They also fall for the old trap of assuming that everyone who hears their music is a moron. At least that's my explanation as to why they believed that being less spontaneous or imaginative than basic math and having no idea of what dynamics are beyond the word crescendo would ever cut it. But they don't just stick to level James LaBrie, they go the extra mile in this category. They seem to truly believe other humans' brains to be a cold, dead, empty place (if you found this line funny, they're right, by the way). Otherwise, why would they have ever felt the need to repeat every melody until you need to puke whilst being as derivative as needed to ensure that you do? It's like they're trying to force an idea into your head at all costs when no idea is present. I guess that if they hadn't done it, people could notice more easily just how much Explosions in the Sky fail in the songwriting department, so good thinking, guys.

Now, what do you say to me being more specific? No? Well, I don't care, I'm on a roll. I'll start from the beginning, the first song: We have one crescendo, which ends. Everything stops for a while, until we're introduced to a completely different theme, and the song just stays there. They possibly make half an acknowledgement of the existence of the first four minutes, but that's all. It makes this second crescendo until we eventually hear some random dissonant drone and the song ends without reaching a climax. “Okay, no biggie. This can be a set-up to have the next song blow everything away.”, one might think, but they'd be wrong.

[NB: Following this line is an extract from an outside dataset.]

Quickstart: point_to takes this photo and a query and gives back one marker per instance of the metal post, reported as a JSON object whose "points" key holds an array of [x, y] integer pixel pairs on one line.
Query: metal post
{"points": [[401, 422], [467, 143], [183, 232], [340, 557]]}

The next song is even mellower. But we don't discover that straight away, we have to listen to 40 whole seconds of possible potential to find that out. By the time this one truly marks its presence, it's too nothing, too late. And then it just goes its own way, making sure to end 7 minutes after the prompt. “Six Days At the Bottom of The Ocean” brings a slightly darker tone, encapsulated in the rich texture of two shit melodies repeated over and over, separated by a gigantic silence. “Memorial” nearly constructs itself into a decent track, but then the band doesn't resist the temptation of plopping another masturbatory crescendo half-way in. Also, this one pulls another “The Only Moment We Were Alone”: the previous song and the guitar feedback intro to this totally justifies and really begs the composition to piledrive the listener a few seconds in, “Hama”-style. What does it do? It becomes the mellowest track in the album instead, of course! Meanwhile, “Your Hand in Mine” is just an excerpt of what “The Only Moment We Were Alone” would become if it prolonged for another half-hour. And it ends, you guessed it, with another stupid crescendo, only more irritating because of how predictable such a move is by now. And throughout the whole thing, no parts that stick to you, no parts that stand out, no climactic sections timed in such a way as to actually have any perceivable impact.

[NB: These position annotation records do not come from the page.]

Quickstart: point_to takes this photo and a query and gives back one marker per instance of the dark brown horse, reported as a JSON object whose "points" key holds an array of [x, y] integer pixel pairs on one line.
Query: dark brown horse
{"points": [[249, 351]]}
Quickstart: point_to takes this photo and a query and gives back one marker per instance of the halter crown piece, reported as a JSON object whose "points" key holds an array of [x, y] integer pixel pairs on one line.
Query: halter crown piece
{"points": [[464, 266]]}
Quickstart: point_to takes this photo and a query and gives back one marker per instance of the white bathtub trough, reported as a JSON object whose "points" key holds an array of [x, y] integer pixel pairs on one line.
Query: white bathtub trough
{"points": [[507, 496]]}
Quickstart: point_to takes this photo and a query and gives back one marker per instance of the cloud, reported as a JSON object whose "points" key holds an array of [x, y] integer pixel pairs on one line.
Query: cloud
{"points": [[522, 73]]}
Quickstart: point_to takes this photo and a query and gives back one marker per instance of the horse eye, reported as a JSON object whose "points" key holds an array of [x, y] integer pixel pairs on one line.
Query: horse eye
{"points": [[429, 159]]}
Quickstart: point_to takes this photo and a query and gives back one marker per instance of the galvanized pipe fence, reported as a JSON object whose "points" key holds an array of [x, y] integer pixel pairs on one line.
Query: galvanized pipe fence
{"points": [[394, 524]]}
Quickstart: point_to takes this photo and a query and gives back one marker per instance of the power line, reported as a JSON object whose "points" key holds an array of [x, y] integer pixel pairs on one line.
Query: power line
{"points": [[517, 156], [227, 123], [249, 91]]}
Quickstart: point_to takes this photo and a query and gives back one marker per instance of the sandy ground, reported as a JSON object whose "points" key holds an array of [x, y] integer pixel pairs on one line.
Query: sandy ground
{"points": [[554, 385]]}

And these guys are Post-Rock, goddammit! They're supposed to know how to work all that context, structure and dynamics stuff like the palm of their hand! They should be giving this lecture to me, not the other way around! Take these traits away from a Post-Rock album and the result is a bunch of effects and basic melodies stuck together with no sense or reason to justify them. The result is this very album! This is really the farthest you can get from understanding an inkling of music. If I want to listen to some pleasant sounds, I'd rather go outside, thank you. In fact, I'd rather break both my legs than be exposed to this atrocity again. Have Explosions in the Sky no shame? There are people out there who work restlessly to create the most accomplished and rewarding pieces of music ever, and these guys opt to stick to mediocrity and feel entitled to a CD and Vinyl release. And even at mediocrity they fail! They miss it by miles! They don't offer anything that would make any piece of music worthwhile, whatever the genre.

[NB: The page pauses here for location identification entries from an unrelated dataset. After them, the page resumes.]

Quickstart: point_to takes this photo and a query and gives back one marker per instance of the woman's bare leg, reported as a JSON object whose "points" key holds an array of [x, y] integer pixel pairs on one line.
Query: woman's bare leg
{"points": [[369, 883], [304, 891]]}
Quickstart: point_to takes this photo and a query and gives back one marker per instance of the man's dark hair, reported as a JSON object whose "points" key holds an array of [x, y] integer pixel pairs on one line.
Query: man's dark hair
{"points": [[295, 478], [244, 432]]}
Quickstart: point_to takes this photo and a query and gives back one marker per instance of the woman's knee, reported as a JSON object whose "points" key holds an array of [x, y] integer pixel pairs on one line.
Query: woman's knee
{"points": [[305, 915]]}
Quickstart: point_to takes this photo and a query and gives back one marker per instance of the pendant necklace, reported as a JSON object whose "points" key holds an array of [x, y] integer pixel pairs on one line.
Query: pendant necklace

I honestly don't understand what the legions of fans of TEINACDEP see in it. Am I listening to the wrong album? Am I not scrutinizing it enough? Are they actually so lacking in imagination that they're content with 45 minutes of pointless relaxing noises, as if they aren't able to formulate the same thing in their minds with ease? Honestly, I'm even led to think that the Explosions in the Sky army might just be sorry for the dudes. Because one thing that is said by most everyone who praises this band to the stars is that they're up there with Sigur Rós. Now, one thing that I've never heard anyone say ever is that Sigur Rós are up there with Explosions in the Sky.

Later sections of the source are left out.